Alles Folgende ist ein Herantasten an das schwierige Thema, der Versuch, mir und anderen zu verdeutlichen, worum es mir geht, was ich meine; wohin die Reise gehen kann und (hoffentlich) sollte.

Wir alle kennen das …

Wir alle kennen, wenn auch selten, diese besondere Wahrnehmung der Welt. Befinden wir uns darin, dann ist das für andere nicht erkennbar. Wir wirken wie sonst auch, allenfalls weniger distanziert, eher verwandter und näher. Es ist eine kindlich freundliche Wahrnehmung, ein Mit-Der-Welt-Sein. Dann fühlen wir uns in der Welt zu Hause und geborgen, so als zwitscherten die Vögel und blühten die Blumen und rauschten die Bäume für uns. Dann begegnen wir dem Blick der Wolken, die zu uns herabschauen und nicht fremd dort oben ziehen, dann laden sie uns ein auf ihre Wolkenrücken, damit wir in eine Ferne ziehen, die erreichbar in uns wohnt. Das fühlt sich an, als hätte sich eine Tür aufgetan, von der wir nicht einmal wussten, dass es sie gibt, eine Himmelstür, eine Erdentür.
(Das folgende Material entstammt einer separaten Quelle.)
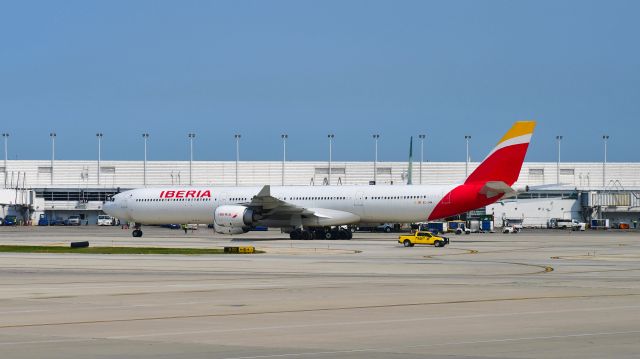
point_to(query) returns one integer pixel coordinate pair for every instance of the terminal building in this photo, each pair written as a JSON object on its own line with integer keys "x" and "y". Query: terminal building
{"x": 582, "y": 191}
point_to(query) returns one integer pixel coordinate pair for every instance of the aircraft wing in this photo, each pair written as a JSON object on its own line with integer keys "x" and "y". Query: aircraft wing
{"x": 274, "y": 208}
{"x": 271, "y": 205}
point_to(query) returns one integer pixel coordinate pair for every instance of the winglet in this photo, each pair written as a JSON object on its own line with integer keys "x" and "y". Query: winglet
{"x": 265, "y": 191}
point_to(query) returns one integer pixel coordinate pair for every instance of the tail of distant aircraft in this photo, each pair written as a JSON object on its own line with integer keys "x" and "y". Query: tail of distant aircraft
{"x": 503, "y": 164}
{"x": 494, "y": 177}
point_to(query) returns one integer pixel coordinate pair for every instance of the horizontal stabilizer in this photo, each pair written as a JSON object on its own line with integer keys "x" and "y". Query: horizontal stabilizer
{"x": 495, "y": 188}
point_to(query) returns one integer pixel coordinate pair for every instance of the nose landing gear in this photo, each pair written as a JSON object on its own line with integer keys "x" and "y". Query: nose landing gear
{"x": 137, "y": 231}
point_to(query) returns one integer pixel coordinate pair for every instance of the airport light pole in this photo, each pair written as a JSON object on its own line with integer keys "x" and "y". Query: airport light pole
{"x": 466, "y": 166}
{"x": 191, "y": 136}
{"x": 375, "y": 159}
{"x": 53, "y": 151}
{"x": 422, "y": 137}
{"x": 5, "y": 136}
{"x": 605, "y": 138}
{"x": 145, "y": 137}
{"x": 559, "y": 139}
{"x": 99, "y": 137}
{"x": 330, "y": 136}
{"x": 284, "y": 153}
{"x": 237, "y": 137}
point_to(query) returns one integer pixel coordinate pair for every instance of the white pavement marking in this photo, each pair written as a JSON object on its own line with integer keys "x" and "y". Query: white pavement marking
{"x": 489, "y": 341}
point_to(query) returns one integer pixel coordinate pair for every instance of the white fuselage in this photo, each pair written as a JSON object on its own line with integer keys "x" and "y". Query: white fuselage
{"x": 368, "y": 204}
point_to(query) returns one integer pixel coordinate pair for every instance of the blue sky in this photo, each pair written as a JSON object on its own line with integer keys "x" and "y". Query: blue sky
{"x": 307, "y": 68}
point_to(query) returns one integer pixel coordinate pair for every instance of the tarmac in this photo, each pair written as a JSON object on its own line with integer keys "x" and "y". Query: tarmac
{"x": 535, "y": 294}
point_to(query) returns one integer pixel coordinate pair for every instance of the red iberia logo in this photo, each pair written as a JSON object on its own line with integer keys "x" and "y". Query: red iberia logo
{"x": 185, "y": 194}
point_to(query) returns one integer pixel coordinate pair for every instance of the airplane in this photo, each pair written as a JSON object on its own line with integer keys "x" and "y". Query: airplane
{"x": 308, "y": 212}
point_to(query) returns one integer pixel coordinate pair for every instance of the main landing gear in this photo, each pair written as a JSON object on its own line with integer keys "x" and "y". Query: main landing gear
{"x": 137, "y": 231}
{"x": 320, "y": 233}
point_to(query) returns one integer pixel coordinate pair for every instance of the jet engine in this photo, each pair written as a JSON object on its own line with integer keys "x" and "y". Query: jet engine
{"x": 233, "y": 219}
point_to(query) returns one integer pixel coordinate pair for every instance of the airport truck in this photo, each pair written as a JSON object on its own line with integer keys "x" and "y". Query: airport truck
{"x": 423, "y": 238}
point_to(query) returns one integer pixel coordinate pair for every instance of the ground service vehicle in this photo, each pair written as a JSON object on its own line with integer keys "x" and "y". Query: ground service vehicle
{"x": 10, "y": 221}
{"x": 423, "y": 238}
{"x": 434, "y": 227}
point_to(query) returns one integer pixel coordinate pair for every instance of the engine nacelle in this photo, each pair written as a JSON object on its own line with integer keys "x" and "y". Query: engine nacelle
{"x": 232, "y": 219}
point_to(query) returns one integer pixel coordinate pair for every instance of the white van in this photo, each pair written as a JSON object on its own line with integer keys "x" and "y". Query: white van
{"x": 104, "y": 220}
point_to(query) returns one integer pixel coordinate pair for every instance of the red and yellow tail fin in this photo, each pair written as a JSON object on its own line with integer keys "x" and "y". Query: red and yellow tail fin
{"x": 505, "y": 161}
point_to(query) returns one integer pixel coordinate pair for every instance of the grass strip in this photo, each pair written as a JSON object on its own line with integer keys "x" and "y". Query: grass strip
{"x": 111, "y": 250}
Und doch ist das kein Traumzustand, sondern eine ganz andere, weitere, intensivere Form von Wachheit, in der wir rechnen und schreiben, arbeiten und programmieren können, nur stärker und unbegrenzter als sonst, weil wir mehr, ja ganz, bei uns sind. Es ist ein Zustand, in dem wir nicht mehr kämpfen müssen, sondern in dem sich die Dinge fügen. Und ein Zustand, in dem wir wirklich lieben und ganz sein können.

Eine erste Annäherung

Nein, diese Überschrift, so sehr sie einer ähnelt, ist keine. Sie fasst nichts zusammen, liefert allenfalls Stichworte, wirkt „nach unten“ in den Text hinein, und der Text klimmt nach oben und keimt in den drei Lücken zwischen den Worten und den dreißig Buchstaben. Die Kommata und später die Punkte sind Pflanzlöcher, größere Verschnaufpausen, durch die hindurch – wie durch die kleinen Lücken – Sinn entsteht und wieder verraucht.

Wohin?

Seit einer geraumen Weile denkt es in mir über die neue Ontologie nach, die wir so dringend brauchen, keinen Paradigmenwechsel, der sich so leicht dahinsagen und einfordern lässt, sondern tatsächlich ein neues Verständnis für das Wesen des Seins und, sich daraus entwickelnd, einen anderen Umgang mit unserer Mitwelt, der sich so sehr von allem Bisherigen unterscheidet wie Traumwelt von Alltagswelt, eine neue, geistig-seelische Weltordnung ­­– einen Quantensprung im Bewusstsein.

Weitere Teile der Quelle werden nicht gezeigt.